The high-bandwidth flash (HBF) market could be bigger than high-bandwidth memory (HBM) in 12 years’ time according to the leading HBF evangelist, Professor Kim Jung-ho of the School of Electrical Engineering at the Korea Advanced Institute of Science and Technology (KAIST).
He revealed this and more on a talk about HBF technology at a “Materials, Components, and Equipment (So-Bu-Jang) Future Forum” held in Seoul, S Korea, on January 16. HBF progress is accelerating. As reported in the Sisa Journal, he said: “Samsung Electronics and SanDisk plan to integrate HBF into products from Nvidia, AMD, and Google by late next year or early 2028.”
He conceives of High-Bandwidth Memory (HBM) acting as a very fast data cache layer for GPU accelerators with a tier of HBF feeding that, and slower but much higher capacity networked SSD storage feeding the HBF tier.
Nvidia has announced an Inference Context Memory Storage Platform (ICMSP) where its Dynamo and NIXL software provides a managed memory space for AI Inferencing tokens stored in a KV cache that covers HBM and BlueField-4-connected SSDs. Intuitively the same 2-tier software could be extended to cover a 3-tier HBM to HBF to BlueField-4-connected SSDs arrangement.
Networked, external storage would then connect to the BlueField-4 SSD tier and have a clear path to the GPUs with no diversion though a host X86 processor and its DRAM.
The KAIST professor discussed an HBF unit having a capacity of 512 GB and a 1.638 TBps bandwidth. This capacity compares to a 2Tb (250 GB) 3D NAND die, such as one built by SK hynix using its 321-layer, triple-string 3D NAND. We would only need to stack two of these to create a 512 GB capacity HBF chip.
Such a 2-layer chip would contain 642 layers of 3D NAND in total, in six component strings, and would need to be fabricated such that the upper layers did not warp the lower ones.
SK hynix is developing AIN B NAND products using HBF technology. A conceptual diagram (above) shows four NAND core layers stacked above a Base/Logic die which is attached to an interposer unit connecting this entire stack to a host processor.
HBF diagrams from both SK hynix and Sandisk show the upper layers in an HBM stack connecting by Through Silicon Vias (TSVs) or plugs, vertical electronic connections, through the lower layers to a Base/Logic die.

That means the lower stack has to be fabricated with TSVs or plugs passing through it, and cannot be a standard or normal 3D NAND die, with no such connections passing through it. The die area has to be larger to accommodate the TSVs/plugs. Adding additional 3D NAND die stacks to an HBF unit would mean even more TSVs or plugs would have to be added to the lower stacks, increasing their size further.
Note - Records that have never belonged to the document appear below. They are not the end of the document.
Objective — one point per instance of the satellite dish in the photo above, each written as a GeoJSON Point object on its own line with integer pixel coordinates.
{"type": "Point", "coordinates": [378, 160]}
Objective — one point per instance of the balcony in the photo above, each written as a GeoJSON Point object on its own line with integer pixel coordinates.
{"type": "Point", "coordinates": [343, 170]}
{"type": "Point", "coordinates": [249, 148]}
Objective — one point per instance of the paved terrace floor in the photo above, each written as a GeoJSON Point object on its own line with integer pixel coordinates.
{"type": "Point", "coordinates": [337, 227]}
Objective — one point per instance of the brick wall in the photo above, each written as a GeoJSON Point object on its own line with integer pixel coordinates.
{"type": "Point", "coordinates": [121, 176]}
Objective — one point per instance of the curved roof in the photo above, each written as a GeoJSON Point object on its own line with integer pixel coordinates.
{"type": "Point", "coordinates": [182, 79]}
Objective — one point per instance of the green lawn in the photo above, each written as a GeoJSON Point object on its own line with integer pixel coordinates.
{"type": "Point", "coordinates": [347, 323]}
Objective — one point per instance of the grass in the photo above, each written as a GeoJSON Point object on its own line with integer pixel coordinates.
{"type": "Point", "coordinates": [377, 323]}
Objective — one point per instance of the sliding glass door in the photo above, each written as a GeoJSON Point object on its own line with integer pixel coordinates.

Jung-ho said HBF could have a broader adoption in the HBM6 era, when the HBM will likely insist of multiple interconnected separate stacks instead of a single stack. He is quoted as suggesting that the size of the HBF market will be bigger than HBM by 2038.
SK hynix is expected to reveal a prototype version of HBF later this month. It and Sandisk are promoting HBF standardization and, DigiTimes reports, Samsung has joined in, with Memorandums of Understanding (MOUs) and a consortium formed. Product is expected as early as 2027.
Kioxia prototyped a 5TB HBF module in August last year. It used a PCIe gen 6 x 8 interface to its host operating at 64 Gbps.
So far Micron has made no pronouncements about HBF, and neither has Nvidia nor AMD. But a couple of Google engineers have discussed it.